Elle sortit son téléphone et photographia chaque page de rapport, chaque tableau, chaque photo satellite. Une à une, les pièces s’empilaient dans la mémoire de son appareil. Une certitude s’imposait : Keravel avait organisé la fuite de 2006 pour détourner l’attention de ses propres rejets. Son père avait été leur bouclier humain.
Une heure plus tard, Camille quitta la banque, la clé USB dans sa poche intérieure, l’acte notarié sous le bras. Le soleil avait enfin dissipé la brume sur le port. Elle s’arrêta un instant sur les quais, regardant les voiliers danser sur l’eau. Sa colère était une marée montante.
Elle vérifia son téléphone. Un message de Nadia, son ancienne collègue : *« On attend toujours ta réponse pour le contrat. Le temps tourne, ma belle. »* Elle le supprima sans répondre. Un autre de Thierry Le Gall, le recouvreur : *« J’espère que tu penses à notre échéance. 72 heures. Après, je rends visite à ta banque. »* Un frisson lui parcourut l’échine. Elle ne répondit pas non plus.
Sur la route du retour, elle repensa à Yann. Elle avait gâché sa confiance une fois. Peut-être qu’elle pouvait encore réparer quelque chose. Les données le concernaient désormais aussi directement : ces résultats de qualité d’eau couvraient exactement la période où les récifs coralliens près de Saint-Briac avaient commencé à dépérir.
Elle pressa l’accélérateur.
À mi-chemin, elle écarta soudain sur le bas-côté. Elle attrapa l’acte notarié dans la boîte à gants et le relut. *« Cession sous condition : enquête environnementale en cours. »* La signature du notaire en bas de page... elle l’avait vue quelque part. Elle plissa les yeux. Le nom : Maître Keravel.

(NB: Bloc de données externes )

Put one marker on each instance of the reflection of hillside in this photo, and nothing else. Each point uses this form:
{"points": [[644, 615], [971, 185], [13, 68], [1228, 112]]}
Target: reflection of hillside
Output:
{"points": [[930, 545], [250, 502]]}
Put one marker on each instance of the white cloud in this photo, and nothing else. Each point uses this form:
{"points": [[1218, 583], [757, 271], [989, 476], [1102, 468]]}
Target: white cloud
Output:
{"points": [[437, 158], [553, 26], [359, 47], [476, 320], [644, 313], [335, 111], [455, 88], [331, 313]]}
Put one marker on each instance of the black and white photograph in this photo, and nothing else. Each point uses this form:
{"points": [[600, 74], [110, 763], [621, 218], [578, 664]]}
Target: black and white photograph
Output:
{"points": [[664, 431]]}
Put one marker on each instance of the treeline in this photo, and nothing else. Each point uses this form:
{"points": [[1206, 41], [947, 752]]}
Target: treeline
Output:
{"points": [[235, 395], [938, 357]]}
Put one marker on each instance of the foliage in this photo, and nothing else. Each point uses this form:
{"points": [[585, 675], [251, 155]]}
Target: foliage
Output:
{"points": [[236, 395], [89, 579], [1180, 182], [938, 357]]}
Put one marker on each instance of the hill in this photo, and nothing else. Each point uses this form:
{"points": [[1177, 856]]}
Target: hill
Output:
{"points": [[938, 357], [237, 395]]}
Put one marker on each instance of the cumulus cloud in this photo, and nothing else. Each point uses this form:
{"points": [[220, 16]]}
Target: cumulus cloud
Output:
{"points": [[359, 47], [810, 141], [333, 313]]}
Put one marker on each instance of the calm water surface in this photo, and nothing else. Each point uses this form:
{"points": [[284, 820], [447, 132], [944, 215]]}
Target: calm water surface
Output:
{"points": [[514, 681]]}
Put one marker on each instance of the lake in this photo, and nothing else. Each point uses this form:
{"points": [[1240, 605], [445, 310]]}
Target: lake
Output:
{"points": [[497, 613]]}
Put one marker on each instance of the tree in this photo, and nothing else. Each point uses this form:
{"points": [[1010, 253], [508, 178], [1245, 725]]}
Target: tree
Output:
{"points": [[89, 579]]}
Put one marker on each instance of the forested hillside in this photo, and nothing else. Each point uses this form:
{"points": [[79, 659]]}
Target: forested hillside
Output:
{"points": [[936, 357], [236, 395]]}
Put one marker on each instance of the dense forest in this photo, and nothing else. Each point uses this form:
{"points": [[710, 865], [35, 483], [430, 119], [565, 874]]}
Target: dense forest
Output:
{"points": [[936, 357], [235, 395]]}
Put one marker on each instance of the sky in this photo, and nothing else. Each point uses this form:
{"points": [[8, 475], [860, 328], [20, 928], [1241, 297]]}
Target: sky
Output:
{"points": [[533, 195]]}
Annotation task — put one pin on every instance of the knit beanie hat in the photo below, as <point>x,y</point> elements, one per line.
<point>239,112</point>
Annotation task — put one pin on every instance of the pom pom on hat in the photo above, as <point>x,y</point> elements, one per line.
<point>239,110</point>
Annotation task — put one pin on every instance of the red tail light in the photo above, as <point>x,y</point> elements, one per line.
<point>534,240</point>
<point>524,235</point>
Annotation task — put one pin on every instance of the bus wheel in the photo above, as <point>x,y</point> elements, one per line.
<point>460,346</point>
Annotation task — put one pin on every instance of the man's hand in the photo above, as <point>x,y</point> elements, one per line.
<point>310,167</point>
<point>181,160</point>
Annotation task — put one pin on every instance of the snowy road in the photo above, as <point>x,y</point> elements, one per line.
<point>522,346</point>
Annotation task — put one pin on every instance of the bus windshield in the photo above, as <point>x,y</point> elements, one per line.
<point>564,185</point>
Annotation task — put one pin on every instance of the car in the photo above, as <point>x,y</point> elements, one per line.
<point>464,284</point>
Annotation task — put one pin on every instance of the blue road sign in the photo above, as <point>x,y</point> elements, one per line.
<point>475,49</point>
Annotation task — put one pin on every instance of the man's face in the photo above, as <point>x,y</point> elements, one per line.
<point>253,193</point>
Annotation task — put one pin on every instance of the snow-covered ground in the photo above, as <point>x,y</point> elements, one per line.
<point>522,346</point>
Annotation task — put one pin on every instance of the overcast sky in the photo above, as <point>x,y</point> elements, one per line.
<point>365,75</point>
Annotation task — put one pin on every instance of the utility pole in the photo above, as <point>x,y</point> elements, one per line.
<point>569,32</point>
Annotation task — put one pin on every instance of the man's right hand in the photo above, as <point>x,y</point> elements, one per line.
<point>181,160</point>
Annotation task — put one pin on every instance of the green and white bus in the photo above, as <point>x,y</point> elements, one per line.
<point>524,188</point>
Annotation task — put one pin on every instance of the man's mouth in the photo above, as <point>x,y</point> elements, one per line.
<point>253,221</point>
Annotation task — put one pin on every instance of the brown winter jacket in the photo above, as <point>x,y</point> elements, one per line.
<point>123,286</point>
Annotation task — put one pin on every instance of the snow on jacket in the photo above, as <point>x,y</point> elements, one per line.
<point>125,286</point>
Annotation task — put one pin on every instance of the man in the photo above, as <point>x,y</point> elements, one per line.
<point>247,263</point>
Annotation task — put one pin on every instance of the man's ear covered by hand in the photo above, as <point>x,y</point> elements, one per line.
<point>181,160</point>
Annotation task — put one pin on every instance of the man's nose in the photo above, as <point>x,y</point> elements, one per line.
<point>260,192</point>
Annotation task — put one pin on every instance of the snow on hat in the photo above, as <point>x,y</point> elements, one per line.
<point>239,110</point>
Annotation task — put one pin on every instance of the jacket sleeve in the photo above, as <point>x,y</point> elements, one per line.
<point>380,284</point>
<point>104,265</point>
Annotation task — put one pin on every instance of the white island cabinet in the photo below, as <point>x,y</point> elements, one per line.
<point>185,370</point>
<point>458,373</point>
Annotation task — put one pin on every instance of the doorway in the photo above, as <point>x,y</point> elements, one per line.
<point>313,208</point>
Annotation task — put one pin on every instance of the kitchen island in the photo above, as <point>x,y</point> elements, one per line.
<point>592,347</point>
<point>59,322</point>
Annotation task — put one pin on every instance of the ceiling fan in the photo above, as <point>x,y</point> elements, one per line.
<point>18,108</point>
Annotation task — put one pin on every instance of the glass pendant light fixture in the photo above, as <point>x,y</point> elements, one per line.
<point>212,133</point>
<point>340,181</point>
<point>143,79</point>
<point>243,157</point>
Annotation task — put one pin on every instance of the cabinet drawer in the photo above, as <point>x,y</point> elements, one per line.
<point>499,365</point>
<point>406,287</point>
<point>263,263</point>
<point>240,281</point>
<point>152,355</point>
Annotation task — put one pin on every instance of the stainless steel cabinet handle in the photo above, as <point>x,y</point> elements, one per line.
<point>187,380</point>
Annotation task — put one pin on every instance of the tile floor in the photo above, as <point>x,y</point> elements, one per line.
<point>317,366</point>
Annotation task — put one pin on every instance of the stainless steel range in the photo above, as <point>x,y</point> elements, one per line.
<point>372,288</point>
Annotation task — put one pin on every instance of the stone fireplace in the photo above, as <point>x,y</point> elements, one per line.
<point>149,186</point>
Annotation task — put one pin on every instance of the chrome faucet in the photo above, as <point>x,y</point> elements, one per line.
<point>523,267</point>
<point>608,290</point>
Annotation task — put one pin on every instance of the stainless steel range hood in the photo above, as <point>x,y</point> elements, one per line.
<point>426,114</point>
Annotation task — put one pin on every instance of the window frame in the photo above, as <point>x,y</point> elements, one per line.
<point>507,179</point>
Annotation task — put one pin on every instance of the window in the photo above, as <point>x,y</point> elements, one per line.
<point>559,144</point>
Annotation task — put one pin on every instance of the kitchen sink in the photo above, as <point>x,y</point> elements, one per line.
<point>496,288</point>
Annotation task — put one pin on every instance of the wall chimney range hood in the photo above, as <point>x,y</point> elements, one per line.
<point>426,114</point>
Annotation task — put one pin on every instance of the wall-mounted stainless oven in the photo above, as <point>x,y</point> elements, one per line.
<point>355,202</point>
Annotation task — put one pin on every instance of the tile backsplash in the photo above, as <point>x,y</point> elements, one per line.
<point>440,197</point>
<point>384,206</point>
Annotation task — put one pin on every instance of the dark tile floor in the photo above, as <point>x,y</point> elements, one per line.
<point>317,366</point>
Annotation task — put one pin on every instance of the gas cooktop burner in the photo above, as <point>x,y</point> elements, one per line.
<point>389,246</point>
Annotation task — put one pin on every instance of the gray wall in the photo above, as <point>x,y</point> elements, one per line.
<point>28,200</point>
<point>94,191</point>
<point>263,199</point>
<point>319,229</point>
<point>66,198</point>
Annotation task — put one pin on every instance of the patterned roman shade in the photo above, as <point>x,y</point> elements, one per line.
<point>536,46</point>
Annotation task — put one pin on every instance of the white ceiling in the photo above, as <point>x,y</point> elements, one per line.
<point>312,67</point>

Elle laissa échapper un souffle entre ses dents. La famille Keravel était même le notaire de son père.
La route bordant la côte défilait à nouveau sous ses pneus lorsque son téléphone sonna. Un numéro masqué. Elle hésita, puis décrocha.
— Camille, souffla une voix éteinte. C’est ton père.
Elle inspira brutalement.
— Papa ? Où es-tu ?
— Pas important. Il faut que tu saches une chose. Ce que tu as trouvé dans la boîte… c’est la partie facile. L’original de la déposition que j’ai envoyée à la préfecture a disparu. Quelqu’un l’a fait disparaître avant qu’elle ne soit traitée. Mais il reste un nom. La personne qui l’a fait disparaître est encore en poste. Et si elle apprend que tu as ces données… elle viendra pour toi.
— Qui, papa ? Qui est la personne ?
Un long silence. Le bruit d’un moteur en arrière-plan.
— Regarde la signature du deuxième rapport, murmura-t-il. Tu sauras.
La communication se coupa.
Camille laissa le téléphone retomber sur ses genoux. Elle devait encore déchiffrer le deuxième rapport. Elle se promit de le lire dès son retour. Pour l’instant, elle roulait vers Saint-Briac, des pièces d’un puzzle géant dansant sous ses paupières. Et l’ombre d’une nouvelle menace qui se précisait sur le visage d’un visage qu’elle connaissait bien.